Anxiously, Lilly watched the snow coming down faster now. Thick and steady, it blustered around them, making her cheeks sting. Her feet were frozen, her skin numb. She was glad they’d reach the SUV soon, but she still didn’t know what she’d do when they got there.

Alex’s limp had grown more pronounced as they walked and his shoulder brushed against hers. Through the layers of coats and cold, she felt a spark that raced over her flesh and settled somewhere low and deep. How did he do that? Was it some otherworldly superpower?

The ground sloped sharply to the road below and Alex lost his balance. Lilly reached out to steady him, putting his arm over her shoulder and her hand around his waist. Even through the fleece coat, she could feel the steel bands of hard muscle. She might provide a bit of balance, but if he went down, she was going with him.

“How bad are you hurt, Alex?”

“I’m not hurt.”

“Then why are you limping?”

He immediately shifted away from her and stumbled to his knees. She reached to help him up and found the sleeves of his coat stiff and tacky with blood. How much had he lost? She took his face between her hands, the feel of his skin a shock to her system. His cheeks were icy.

“Alex, look at me.”

He raised his eyes and focused on her face, but it seemed an effort.

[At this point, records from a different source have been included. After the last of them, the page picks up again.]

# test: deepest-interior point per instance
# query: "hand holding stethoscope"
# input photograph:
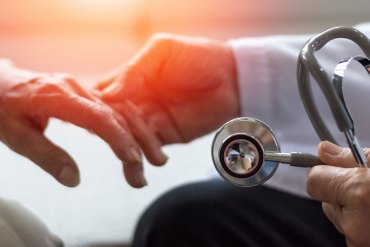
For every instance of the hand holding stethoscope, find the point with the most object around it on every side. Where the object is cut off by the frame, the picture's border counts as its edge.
(246, 152)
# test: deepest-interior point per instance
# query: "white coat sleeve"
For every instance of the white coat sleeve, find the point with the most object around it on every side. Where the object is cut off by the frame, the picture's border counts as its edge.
(266, 71)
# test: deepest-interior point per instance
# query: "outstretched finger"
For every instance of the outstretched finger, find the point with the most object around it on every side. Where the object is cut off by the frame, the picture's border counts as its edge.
(334, 155)
(149, 142)
(99, 119)
(27, 140)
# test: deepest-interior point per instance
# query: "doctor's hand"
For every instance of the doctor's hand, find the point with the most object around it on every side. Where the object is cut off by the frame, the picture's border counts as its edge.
(180, 87)
(29, 99)
(344, 190)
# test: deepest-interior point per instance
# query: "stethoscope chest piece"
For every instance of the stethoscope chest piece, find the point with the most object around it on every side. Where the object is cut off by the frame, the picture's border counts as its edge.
(238, 150)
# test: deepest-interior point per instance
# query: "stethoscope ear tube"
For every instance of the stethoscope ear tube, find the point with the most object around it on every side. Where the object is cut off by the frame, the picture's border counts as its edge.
(307, 64)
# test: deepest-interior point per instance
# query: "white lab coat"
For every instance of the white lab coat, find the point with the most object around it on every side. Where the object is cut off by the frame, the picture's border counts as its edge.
(266, 70)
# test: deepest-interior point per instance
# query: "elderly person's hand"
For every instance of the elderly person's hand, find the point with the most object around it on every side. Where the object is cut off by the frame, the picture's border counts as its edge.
(344, 190)
(181, 87)
(29, 99)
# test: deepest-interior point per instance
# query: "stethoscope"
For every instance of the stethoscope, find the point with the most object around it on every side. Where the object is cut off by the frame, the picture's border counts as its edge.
(245, 151)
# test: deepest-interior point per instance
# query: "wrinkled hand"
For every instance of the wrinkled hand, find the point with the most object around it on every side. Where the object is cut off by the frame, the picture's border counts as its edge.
(175, 89)
(344, 190)
(28, 100)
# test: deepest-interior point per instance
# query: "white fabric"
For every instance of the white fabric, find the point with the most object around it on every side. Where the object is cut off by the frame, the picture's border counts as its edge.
(266, 69)
(20, 228)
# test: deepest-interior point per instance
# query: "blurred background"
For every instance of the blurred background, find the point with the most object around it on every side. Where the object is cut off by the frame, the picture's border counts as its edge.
(88, 38)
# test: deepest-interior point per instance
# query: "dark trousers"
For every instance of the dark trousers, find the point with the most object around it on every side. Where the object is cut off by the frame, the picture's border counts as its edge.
(214, 213)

“Where’d you learn to shoot a rifle like that?” he asked, slurring the words.

“YouTube. Alex, where else are you hurt? Your leg and…”

“Arm. Shoulder. Fucker took a chunk out of my ribs.”

Lilly cursed softly, looking around as if for an answer. In the distance, a wolf obliged with a long, mournful serenade. At least she thought it was a wolf. It sounded far away, but what if she was wrong?

“We need to get inside,” Alex said, the words thick and slow. “Shelter.”

“You think?”

She moved behind him and heaved, helping him to his feet and then ducking under his arm again to get a grip on him. The dogs raced ahead as she and Alex navigated the steep slope to the dirt road and her vehicle, parked just where she’d left it. Thank God.

His bulk, gravity, balance—it all seemed to be working against them. Stubbornly, he tried to shrug off her support.

She gave him an aggravated look. “Are you afraid I’ll think you’re a sissy if you lean on me?”

Arrogance gleamed in his amused glance. “I’m not afraid of anything.”

“Spoken like a man.”

“And I am not a man.”

There was no missing the anger in
those
words. Nor could she miss the disappointment that lodged somewhere beneath her breastbone. For reasons she didn’t want to analyze, his denial of humanity hadn’t bothered her nearly as much as that one.

“Are you also immune to pain?” she asked sweetly.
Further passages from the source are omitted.